After deposing moderate leftist President Dilma Rousseff, Brazilian legislators installed a neoliberal interim regime, a government already racked by scandals and forced resignations.
With their legal future in doubt, the government is preparing for a free-for-all, with the nation’s magnificent natural resources up for grabs.
The justification? It’s good for business.
From teleSUR English:
The Brazilian government is attempting to scrap two important environmental regulations which environmental and Indigenous activists say will have a disastrous effect on efforts to fight climate change and put Indigenous communities in danger.

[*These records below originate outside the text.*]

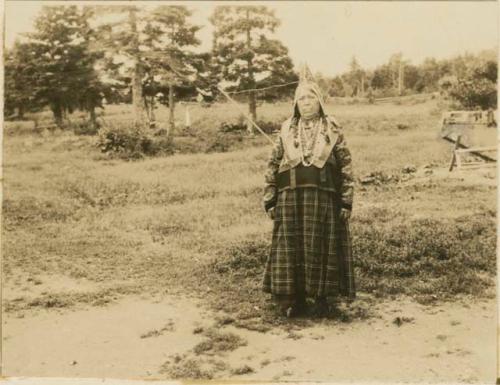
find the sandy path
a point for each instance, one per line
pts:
(451, 342)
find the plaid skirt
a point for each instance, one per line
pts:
(311, 247)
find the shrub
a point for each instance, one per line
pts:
(128, 141)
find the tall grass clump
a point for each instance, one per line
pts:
(426, 259)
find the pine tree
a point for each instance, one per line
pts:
(244, 52)
(59, 64)
(155, 45)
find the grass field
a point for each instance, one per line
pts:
(104, 228)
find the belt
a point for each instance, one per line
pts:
(302, 176)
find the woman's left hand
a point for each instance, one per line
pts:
(345, 214)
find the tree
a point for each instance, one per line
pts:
(18, 80)
(244, 52)
(59, 62)
(155, 47)
(356, 78)
(478, 88)
(169, 63)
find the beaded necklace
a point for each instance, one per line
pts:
(308, 142)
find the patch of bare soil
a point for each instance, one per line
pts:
(172, 337)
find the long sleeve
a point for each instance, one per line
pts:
(344, 161)
(270, 190)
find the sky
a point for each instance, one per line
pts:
(327, 35)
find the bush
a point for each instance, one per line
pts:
(128, 141)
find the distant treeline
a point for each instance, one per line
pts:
(400, 77)
(75, 60)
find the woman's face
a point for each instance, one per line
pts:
(308, 103)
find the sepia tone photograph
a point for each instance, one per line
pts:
(279, 191)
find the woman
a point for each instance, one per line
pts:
(308, 193)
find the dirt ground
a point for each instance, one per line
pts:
(451, 342)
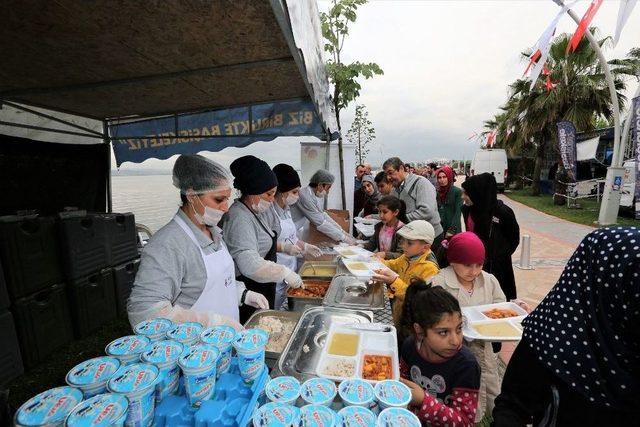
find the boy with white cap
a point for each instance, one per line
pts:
(416, 262)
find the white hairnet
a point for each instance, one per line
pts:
(193, 172)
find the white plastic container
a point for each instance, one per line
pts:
(91, 376)
(137, 382)
(164, 355)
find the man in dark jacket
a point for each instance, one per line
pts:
(495, 224)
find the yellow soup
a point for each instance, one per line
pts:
(501, 329)
(344, 344)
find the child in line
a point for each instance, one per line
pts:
(385, 240)
(443, 375)
(416, 262)
(465, 280)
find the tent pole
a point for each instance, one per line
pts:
(105, 137)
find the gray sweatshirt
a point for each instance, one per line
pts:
(420, 197)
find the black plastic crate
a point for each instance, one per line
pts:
(4, 296)
(29, 254)
(83, 243)
(10, 359)
(43, 324)
(122, 242)
(124, 275)
(92, 302)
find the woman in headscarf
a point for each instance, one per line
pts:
(252, 238)
(495, 224)
(449, 201)
(579, 359)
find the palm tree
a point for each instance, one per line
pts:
(578, 93)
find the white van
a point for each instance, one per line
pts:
(493, 161)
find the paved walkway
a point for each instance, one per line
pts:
(553, 241)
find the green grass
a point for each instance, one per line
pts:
(587, 213)
(52, 373)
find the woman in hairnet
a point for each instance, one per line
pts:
(287, 194)
(252, 237)
(186, 272)
(309, 209)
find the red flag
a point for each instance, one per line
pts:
(584, 24)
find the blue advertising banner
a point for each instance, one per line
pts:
(164, 137)
(567, 147)
(635, 139)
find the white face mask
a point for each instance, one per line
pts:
(291, 199)
(210, 217)
(261, 206)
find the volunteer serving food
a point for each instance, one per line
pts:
(252, 237)
(186, 271)
(289, 246)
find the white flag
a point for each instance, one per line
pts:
(626, 7)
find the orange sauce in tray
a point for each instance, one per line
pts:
(377, 368)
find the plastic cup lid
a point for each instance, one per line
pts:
(126, 346)
(318, 390)
(133, 378)
(393, 393)
(274, 415)
(356, 391)
(251, 339)
(185, 331)
(317, 416)
(93, 371)
(101, 410)
(283, 389)
(218, 335)
(155, 326)
(357, 416)
(49, 407)
(399, 417)
(199, 356)
(161, 352)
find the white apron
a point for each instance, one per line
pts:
(219, 293)
(287, 234)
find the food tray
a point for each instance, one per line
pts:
(347, 291)
(232, 404)
(363, 269)
(353, 252)
(284, 316)
(318, 270)
(300, 358)
(299, 302)
(475, 318)
(376, 339)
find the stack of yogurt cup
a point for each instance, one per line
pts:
(318, 402)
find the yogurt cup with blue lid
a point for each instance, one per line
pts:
(127, 349)
(392, 394)
(357, 416)
(165, 354)
(318, 391)
(137, 382)
(283, 389)
(399, 417)
(357, 392)
(276, 415)
(317, 416)
(91, 376)
(154, 329)
(49, 408)
(103, 410)
(187, 333)
(223, 338)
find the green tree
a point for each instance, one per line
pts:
(361, 133)
(344, 77)
(578, 93)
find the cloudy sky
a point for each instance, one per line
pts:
(447, 65)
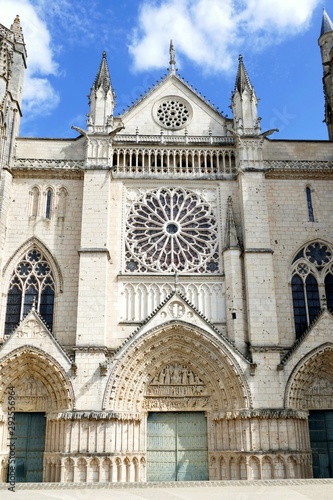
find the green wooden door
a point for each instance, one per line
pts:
(30, 442)
(177, 447)
(321, 438)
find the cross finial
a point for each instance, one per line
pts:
(172, 58)
(176, 281)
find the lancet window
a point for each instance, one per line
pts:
(309, 204)
(311, 283)
(32, 283)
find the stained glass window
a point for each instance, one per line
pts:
(171, 230)
(309, 203)
(312, 269)
(31, 283)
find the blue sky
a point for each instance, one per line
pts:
(65, 40)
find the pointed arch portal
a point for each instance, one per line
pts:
(176, 368)
(33, 384)
(310, 387)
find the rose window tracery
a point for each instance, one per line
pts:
(171, 230)
(173, 113)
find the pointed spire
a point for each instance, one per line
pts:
(326, 24)
(101, 100)
(242, 79)
(103, 76)
(244, 104)
(17, 30)
(231, 238)
(172, 61)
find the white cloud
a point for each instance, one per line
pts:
(39, 96)
(212, 32)
(45, 24)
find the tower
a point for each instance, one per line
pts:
(244, 104)
(13, 63)
(326, 44)
(101, 100)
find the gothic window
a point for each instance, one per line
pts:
(48, 204)
(31, 283)
(309, 204)
(62, 202)
(311, 283)
(171, 230)
(172, 113)
(329, 290)
(34, 201)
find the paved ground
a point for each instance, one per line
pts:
(297, 489)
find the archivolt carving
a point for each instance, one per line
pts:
(141, 379)
(310, 386)
(39, 382)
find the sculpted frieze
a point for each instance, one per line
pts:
(31, 329)
(174, 404)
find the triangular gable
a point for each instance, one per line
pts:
(32, 331)
(142, 117)
(319, 333)
(177, 309)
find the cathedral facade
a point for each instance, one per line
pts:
(166, 289)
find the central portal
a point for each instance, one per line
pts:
(177, 446)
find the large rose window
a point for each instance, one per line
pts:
(171, 230)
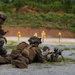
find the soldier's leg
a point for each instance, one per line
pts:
(20, 62)
(5, 60)
(2, 50)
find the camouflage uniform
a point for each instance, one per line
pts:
(2, 33)
(24, 54)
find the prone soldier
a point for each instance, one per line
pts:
(24, 54)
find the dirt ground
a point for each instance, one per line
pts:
(28, 31)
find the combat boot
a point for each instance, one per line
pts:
(19, 64)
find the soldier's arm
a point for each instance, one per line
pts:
(3, 32)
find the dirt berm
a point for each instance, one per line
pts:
(28, 31)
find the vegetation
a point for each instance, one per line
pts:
(35, 13)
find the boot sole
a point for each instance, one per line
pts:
(19, 64)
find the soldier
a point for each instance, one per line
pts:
(24, 54)
(2, 33)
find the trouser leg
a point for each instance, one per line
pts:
(20, 62)
(5, 60)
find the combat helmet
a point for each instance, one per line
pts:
(2, 15)
(34, 39)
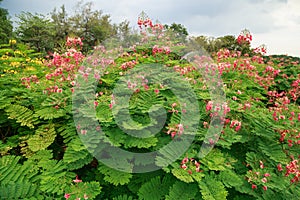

The first proposal, backed by a number of figures in Michel Temer’s coup-imposed government, sees that environmental licenses on Indigenous reserves that are now issued by the federal government will be handed over to states and even private companies.
Heavy polluting industries such as farming and forestry would then be exempt from current licensing laws. States would be authorized to choose the terms of the licensing agreements for companies operating under their jurisdiction.
More than 250 representatives including NGOs and individuals signed an open letter opposing the change, arguing that there has been a lack of consultation and the proposal would only increase environmental destruction.
Mauricio Guetta, a lawyer for Socio-Environmental Institute, told The Guardian that the changes are “the most worrying regressions of our recent history,” and would make it near impossible for Brazil to make its climate change target from Paris COP21, which includes ending illegal deforestation by 2030 and significantly cutting greenhouse emissions.
The proposal, which has already been stalled for years has been causing political division. Mauro Pereira, a congressman from Temer’s party pushing for the change, says that the laws need to be overhauled to promote business.